Monday, June 04, 2007

Bee Careful...

Cato's Andrew Coulson says that the success of homeschooled students in the Scripps Howard National Spelling Bee shows market-based education is superior to public schooling. There are several obvious problems with this conclusion. Most obviously, making systemic arguments based on the examples of a few outliers is a fool's game. Spelling bee success, while laudable, tells us little about how children are faring on other indicators relevant to future life outcomes. Coulson also oversells the extent to which even a completely free market can customize learning to students' individual interests, competitive drives, and abilities. One of the reasons I support greater educational choice is the potential for greater diversity and customization, but market pressures will still exert some of the same homogenizing force on schools that school boards and regulation currently do. Obviously, homeschooling allows even greater customization, but homeschool families, when we account for the opportunity costs of parent time and other hidden costs, often invest much more in their children's education than even high-cost public and private schools.

But here's an interesting thing: Evan O'Dorney, the Bee's top finisher, who Coulson refers to as a "home schooler," is actually a student of Venture School, a public alternative school run by the San Ramon Valley Unified School District. While most of students' learning is independent and/or home-based, they attend the school in person and meet with the public school's teachers weekly, and also take state accountability assessments like other California public school students.

The point here isn't to play gotcha with Coulson: It's that innovative public schools, including both district-run and charter schools, can and are expanding choice and diversity within public education, and they're doing it with transparency and public accountability for their performance (something that remains shockingly lacking in both private education and too many public school systems).
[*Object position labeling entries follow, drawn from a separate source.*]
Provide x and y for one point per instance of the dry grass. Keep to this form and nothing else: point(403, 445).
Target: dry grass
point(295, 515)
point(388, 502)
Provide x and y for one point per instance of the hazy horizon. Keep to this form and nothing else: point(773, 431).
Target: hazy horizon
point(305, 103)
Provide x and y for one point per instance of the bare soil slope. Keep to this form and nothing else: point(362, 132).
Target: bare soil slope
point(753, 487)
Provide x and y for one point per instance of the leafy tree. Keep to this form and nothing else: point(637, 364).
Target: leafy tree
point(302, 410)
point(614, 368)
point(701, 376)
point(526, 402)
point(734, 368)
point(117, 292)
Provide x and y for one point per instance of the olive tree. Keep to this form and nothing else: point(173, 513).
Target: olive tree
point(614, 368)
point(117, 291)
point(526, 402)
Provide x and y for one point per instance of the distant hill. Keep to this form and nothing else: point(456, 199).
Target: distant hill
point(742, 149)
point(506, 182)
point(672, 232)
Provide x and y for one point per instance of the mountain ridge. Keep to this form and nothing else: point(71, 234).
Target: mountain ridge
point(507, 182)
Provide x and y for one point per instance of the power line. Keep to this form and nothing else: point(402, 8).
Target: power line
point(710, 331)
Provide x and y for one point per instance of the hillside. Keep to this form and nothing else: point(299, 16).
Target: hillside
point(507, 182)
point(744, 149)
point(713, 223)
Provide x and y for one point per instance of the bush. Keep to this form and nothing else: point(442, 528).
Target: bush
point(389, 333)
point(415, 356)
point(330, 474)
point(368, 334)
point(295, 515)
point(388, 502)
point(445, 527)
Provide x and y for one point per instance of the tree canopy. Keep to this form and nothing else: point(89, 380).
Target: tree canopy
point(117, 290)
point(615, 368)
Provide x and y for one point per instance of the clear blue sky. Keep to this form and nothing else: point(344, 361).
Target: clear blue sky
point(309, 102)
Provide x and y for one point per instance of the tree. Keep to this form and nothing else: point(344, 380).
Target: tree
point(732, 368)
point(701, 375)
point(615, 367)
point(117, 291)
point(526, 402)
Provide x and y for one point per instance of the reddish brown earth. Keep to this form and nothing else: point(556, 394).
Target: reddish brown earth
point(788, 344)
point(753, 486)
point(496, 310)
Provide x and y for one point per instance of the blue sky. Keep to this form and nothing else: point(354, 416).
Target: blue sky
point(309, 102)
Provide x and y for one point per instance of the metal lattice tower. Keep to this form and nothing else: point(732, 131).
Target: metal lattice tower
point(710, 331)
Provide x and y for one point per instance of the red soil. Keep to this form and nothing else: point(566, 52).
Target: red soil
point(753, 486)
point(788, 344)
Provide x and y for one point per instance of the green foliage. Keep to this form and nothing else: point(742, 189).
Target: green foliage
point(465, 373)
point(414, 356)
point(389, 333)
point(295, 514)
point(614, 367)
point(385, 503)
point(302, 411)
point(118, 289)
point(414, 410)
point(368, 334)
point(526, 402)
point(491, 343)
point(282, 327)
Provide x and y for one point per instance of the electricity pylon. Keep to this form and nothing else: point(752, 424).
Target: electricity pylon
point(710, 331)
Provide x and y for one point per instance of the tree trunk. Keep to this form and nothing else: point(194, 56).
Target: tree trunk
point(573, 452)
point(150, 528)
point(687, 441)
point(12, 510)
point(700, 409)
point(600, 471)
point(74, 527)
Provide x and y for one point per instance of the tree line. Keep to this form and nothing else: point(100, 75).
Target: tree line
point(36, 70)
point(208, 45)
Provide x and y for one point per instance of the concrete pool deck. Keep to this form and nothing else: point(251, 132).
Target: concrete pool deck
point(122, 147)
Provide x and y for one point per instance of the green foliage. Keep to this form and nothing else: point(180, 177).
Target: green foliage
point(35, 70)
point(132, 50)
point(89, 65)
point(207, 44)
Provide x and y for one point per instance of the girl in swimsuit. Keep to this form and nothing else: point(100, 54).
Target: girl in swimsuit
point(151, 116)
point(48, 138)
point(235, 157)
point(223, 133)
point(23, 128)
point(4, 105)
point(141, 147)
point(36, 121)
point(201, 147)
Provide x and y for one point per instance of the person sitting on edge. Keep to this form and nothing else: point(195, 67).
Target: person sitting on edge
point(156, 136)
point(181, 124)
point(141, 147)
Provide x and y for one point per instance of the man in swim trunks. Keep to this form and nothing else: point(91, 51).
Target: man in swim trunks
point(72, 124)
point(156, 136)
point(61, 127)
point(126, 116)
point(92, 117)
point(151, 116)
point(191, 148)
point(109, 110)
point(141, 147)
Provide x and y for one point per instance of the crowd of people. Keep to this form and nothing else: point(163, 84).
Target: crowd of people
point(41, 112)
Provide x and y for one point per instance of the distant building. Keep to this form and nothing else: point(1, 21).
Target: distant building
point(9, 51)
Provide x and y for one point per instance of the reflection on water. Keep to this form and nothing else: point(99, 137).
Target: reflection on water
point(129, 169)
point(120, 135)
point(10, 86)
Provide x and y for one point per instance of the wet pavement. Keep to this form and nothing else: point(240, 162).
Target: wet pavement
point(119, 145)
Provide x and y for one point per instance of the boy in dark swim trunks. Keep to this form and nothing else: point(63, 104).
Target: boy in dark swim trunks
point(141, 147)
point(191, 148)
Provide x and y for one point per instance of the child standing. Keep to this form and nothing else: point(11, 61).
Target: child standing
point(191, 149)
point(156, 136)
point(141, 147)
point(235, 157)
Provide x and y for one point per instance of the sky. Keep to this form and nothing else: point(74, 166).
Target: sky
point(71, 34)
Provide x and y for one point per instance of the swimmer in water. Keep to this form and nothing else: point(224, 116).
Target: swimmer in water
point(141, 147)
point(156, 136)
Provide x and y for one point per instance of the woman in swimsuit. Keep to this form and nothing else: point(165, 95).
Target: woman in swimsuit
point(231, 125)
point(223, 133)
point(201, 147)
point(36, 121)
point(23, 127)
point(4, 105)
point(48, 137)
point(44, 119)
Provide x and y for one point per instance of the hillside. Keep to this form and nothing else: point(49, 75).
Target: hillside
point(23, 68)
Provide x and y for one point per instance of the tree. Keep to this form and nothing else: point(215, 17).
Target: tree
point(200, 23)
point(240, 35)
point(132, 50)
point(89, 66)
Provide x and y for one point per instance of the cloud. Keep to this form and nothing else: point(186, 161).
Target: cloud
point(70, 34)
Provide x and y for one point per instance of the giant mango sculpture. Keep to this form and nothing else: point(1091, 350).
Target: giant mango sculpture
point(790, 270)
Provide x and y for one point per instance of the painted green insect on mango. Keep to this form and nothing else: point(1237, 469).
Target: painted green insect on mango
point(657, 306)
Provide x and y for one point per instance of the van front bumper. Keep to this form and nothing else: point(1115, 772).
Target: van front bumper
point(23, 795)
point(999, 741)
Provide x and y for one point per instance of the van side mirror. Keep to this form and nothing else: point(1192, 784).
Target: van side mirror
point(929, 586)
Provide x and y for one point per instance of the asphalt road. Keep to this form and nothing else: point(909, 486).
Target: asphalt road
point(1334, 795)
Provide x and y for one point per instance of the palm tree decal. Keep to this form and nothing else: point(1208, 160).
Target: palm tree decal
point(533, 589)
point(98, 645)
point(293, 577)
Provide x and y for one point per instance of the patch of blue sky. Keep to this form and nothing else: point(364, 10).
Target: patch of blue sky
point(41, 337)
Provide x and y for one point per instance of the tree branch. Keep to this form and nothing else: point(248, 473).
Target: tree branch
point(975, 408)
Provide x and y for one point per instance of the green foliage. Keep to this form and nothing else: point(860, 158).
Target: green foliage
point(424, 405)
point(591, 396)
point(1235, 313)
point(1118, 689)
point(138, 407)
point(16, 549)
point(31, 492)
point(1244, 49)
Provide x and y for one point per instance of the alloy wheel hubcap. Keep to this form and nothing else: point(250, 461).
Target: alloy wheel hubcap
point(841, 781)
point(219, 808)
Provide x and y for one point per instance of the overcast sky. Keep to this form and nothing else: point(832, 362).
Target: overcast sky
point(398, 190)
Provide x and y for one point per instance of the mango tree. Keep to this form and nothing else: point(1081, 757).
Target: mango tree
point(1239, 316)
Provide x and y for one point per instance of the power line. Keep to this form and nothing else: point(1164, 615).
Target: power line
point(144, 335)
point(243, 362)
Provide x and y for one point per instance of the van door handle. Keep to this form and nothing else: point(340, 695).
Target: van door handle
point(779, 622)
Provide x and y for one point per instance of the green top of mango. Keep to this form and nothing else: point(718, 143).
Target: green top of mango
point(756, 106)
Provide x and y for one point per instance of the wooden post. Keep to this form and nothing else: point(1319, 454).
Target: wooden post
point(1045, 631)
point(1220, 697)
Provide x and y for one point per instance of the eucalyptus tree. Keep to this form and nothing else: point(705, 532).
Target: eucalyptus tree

It's not enough, because of state policies that continue to restrict the supply of charter schools; a culture in too many school district and state education bureaucracies that's averse to choice; and the sheer fact that creating new, high-quality schools of choice, particularly for disadvantaged youngsters, is back-breaking work (and it's also something that has to happen to make meaningful, high-quality choice a reality for most students regardless of whether it's offered by public/charter or private schools). But there's tremendous untapped potential for increasing choice and diversity within public education, a strategy that I believe ultimately has far more promise than tax credits or vouchers.